Our relationship with money is complex. On one hand, money is something we covet and need, but on the other hand, money also acts as a symbol of wealth and status. No other commodity plays around with our emotions the way money does. The strange thing about money is that many of us have different attitudes toward it, depending on our worldview and how we were bought up.
Over the years, I've made my fair share of money mistakes and ended up either spending more than I should have or missing out on opportunities to grow my wealth. I think it's important for us to be able to keep such mistakes small and to learn quickly from them so that they don't snowball and completely wipe out our wealth.
Here are four money mistakes I've made and that you can easily avoid.
1. Carrying credit card balances month to month
Swiping that credit card is tempting, but watch out for the charges associated with not paying off your balance each month! Banks will happily allow you to use that credit card for a range of purchases, but levy a hefty interest rate of as high as 25% to 28% per year on any balances that are not paid on time.
During my younger days, I was blissfully unaware of this and out of curiosity, I rolled over a small balance of mine past its due date. The charges I was subsequently hit with quickly led me to realize the folly of my actions. So, remember to settle all credit card debts on time and in full. Not doing so would suck away valuable cash that could be used for other, more useful purposes.

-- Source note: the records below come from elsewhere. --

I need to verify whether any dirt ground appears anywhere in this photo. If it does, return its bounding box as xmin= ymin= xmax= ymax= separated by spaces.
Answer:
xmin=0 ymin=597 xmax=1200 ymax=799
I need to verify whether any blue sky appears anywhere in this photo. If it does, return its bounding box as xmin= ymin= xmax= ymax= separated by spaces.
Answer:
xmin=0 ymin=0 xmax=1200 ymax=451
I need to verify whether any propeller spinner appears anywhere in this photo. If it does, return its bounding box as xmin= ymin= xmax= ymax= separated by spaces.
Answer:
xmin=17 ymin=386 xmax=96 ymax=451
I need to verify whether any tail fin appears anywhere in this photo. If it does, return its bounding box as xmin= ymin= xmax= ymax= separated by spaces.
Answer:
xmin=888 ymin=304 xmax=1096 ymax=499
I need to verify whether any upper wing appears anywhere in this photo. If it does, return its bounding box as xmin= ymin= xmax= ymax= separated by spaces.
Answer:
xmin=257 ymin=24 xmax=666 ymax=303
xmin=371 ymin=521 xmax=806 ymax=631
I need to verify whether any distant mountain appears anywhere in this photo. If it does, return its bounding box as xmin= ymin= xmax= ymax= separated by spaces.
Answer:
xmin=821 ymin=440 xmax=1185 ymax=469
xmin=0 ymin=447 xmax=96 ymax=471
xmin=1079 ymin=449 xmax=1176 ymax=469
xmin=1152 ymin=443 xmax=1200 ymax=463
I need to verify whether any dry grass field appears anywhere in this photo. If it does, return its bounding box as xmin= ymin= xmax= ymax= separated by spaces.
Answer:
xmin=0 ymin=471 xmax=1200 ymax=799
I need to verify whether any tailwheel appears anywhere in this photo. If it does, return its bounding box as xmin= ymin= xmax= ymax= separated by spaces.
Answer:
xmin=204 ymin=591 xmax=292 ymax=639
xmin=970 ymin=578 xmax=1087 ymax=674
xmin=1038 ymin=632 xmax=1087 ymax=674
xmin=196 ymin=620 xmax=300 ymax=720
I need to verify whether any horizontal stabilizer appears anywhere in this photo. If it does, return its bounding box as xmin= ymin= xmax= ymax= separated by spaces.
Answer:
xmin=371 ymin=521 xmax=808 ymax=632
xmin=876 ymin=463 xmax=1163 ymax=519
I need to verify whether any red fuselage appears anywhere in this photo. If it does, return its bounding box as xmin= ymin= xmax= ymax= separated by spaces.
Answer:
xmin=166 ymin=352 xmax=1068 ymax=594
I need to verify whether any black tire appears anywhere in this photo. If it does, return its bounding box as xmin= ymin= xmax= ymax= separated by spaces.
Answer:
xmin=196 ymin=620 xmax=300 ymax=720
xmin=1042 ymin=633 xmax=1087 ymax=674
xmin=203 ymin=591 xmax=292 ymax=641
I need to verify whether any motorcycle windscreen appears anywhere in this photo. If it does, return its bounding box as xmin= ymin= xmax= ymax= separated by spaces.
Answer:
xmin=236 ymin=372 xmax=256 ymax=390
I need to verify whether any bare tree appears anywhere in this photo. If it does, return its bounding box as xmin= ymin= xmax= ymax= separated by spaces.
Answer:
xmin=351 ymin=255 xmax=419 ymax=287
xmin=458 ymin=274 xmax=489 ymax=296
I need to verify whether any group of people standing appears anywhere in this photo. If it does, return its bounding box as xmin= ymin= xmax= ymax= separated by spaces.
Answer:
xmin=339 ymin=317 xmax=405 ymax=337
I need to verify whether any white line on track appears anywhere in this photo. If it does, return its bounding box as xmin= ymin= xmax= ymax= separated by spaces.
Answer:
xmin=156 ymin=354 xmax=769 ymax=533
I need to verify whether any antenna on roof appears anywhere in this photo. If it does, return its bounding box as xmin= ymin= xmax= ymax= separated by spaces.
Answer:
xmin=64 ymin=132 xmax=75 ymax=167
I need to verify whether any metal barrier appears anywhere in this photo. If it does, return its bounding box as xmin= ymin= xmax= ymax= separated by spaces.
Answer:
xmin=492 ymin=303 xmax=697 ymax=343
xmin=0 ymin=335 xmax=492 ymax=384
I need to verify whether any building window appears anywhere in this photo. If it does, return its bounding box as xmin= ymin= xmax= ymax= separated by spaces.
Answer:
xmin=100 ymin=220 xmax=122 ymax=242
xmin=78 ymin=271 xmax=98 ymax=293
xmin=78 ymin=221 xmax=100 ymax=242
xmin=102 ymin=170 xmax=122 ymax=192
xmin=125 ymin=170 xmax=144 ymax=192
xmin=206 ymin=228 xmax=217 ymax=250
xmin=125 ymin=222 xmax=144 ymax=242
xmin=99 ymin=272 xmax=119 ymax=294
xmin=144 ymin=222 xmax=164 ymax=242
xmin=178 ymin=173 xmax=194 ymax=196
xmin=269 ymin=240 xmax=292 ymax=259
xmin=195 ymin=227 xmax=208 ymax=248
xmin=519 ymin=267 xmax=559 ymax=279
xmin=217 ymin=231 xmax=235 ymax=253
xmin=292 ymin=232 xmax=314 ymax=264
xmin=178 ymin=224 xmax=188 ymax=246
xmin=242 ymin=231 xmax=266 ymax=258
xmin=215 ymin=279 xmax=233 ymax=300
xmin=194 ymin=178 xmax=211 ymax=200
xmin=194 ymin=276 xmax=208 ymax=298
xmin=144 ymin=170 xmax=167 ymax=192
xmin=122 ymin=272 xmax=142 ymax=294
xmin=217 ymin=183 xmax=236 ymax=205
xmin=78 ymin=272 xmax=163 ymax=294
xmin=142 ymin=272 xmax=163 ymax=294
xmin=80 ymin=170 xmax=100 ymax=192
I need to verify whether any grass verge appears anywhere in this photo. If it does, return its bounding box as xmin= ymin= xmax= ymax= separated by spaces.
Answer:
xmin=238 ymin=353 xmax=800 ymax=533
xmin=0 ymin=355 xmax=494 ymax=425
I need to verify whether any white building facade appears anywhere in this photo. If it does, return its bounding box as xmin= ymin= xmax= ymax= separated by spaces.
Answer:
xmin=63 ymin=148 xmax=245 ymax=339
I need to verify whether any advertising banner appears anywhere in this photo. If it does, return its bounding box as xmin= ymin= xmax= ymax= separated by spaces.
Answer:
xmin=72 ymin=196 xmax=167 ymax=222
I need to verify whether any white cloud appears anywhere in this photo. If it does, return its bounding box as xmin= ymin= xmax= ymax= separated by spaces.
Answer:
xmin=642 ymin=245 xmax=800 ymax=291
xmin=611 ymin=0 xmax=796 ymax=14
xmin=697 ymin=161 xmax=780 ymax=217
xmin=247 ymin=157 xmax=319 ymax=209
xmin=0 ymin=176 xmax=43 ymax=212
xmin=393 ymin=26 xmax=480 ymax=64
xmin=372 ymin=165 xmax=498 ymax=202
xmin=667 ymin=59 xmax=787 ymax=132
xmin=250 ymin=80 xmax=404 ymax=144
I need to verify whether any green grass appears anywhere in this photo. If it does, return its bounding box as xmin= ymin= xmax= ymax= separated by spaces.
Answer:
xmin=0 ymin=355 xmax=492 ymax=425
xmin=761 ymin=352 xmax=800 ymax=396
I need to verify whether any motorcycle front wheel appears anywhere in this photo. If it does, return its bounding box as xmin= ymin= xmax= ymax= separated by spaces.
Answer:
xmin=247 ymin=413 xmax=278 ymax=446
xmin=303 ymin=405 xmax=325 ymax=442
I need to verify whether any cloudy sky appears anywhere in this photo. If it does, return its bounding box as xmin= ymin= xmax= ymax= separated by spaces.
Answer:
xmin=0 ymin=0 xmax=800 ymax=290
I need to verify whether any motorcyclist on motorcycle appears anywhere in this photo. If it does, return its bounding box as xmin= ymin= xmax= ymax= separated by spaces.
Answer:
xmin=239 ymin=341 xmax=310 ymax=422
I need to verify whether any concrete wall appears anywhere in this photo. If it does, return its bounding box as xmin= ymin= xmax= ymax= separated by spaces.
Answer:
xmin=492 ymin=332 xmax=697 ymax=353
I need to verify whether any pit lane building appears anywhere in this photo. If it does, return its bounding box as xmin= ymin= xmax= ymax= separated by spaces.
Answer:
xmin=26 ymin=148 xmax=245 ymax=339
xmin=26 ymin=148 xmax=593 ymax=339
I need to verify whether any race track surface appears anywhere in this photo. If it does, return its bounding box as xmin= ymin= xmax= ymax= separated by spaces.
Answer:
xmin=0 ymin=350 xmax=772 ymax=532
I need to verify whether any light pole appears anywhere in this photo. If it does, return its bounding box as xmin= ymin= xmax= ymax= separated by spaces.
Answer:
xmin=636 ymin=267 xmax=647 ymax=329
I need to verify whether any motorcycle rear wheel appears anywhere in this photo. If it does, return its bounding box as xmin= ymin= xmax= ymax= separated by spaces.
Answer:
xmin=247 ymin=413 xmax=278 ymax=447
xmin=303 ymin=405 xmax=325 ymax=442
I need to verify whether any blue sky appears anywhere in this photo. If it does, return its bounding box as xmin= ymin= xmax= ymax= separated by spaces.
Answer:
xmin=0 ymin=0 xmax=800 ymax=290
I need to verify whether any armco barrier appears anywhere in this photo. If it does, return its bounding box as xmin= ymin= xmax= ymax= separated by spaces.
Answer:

2. Running out of funds for investment
When I first started out investing back in 2006, I was pretty clueless about how to manage my investment funds. A good practice would be to slowly but steadily inject money into promising companies over time, allowing the beauty of compounding to work its magic. During normal times, this might have worked like a charm.
However, when faced with the onset of the Great Recession during October 2008, I was unable to contain my excitement at seeing so many bargains and rapidly deployed my capital. It turned out that I was too hasty, as share prices and valuations continued their descent through to March 2009. As I had deployed too quickly, I ran out of precious cash to average down on my positions as the crisis dragged on. Investors should learn to pace their share purchases properly in order to avoid this mistake I made.
3. Impulse purchases
Retailers are adept at marketing products and services that we don't even realize we need, resulting in purchases that are made on the spur of the moment. I had one case of cognitive dissonance a few years ago by purchasing a rather expensive guitar, as I was much into musical instruments at the time. Looking back, I now recognize that it was a passing phase in my life and I ended up not being committed to learning the craft.
The guitar ended up being severely underused and became a white elephant, gathering dust in my room. Being several hundreds of dollars poorer wasn't the reason for my being upset; it was more the case of not thinking through the purchase and letting my emotions get the better of me. Since I was just starting out as a novice guitar learner, I could have purchased a lower-end guitar to assess if I was interested in mastering the instrument, rather than splashing out on a more expensive model early on.
For the purchase of larger-ticket items, my advice would be to carefully consider if you really need it, or if you could make do with a cheaper version. Don't fall for the impulse purchase trick that marketers constantly play on us.
4. Insufficient insurance coverage
I was fairly confident that I was well-covered in terms of insurance needs as I started out in my career after graduation. I had a great life and term plan, hospitalization coverage, and also critical illness protection in the event that something unexpected occurred. However, I didn't realize that I had neglected to purchase an accident plan.
Being an avid squash player, the probability of my sustaining an injury was high. During one of my sessions, I inadvertently sustained a muscle injury as I did not do a proper warm-up. The subsequent recovery and physiotherapy sessions ended up costing a significant sum, and I realize in hindsight that due to the punishing nature of the sport I was playing, I should have at least thought of buying an accident policy to cover myself in the event of sports injuries.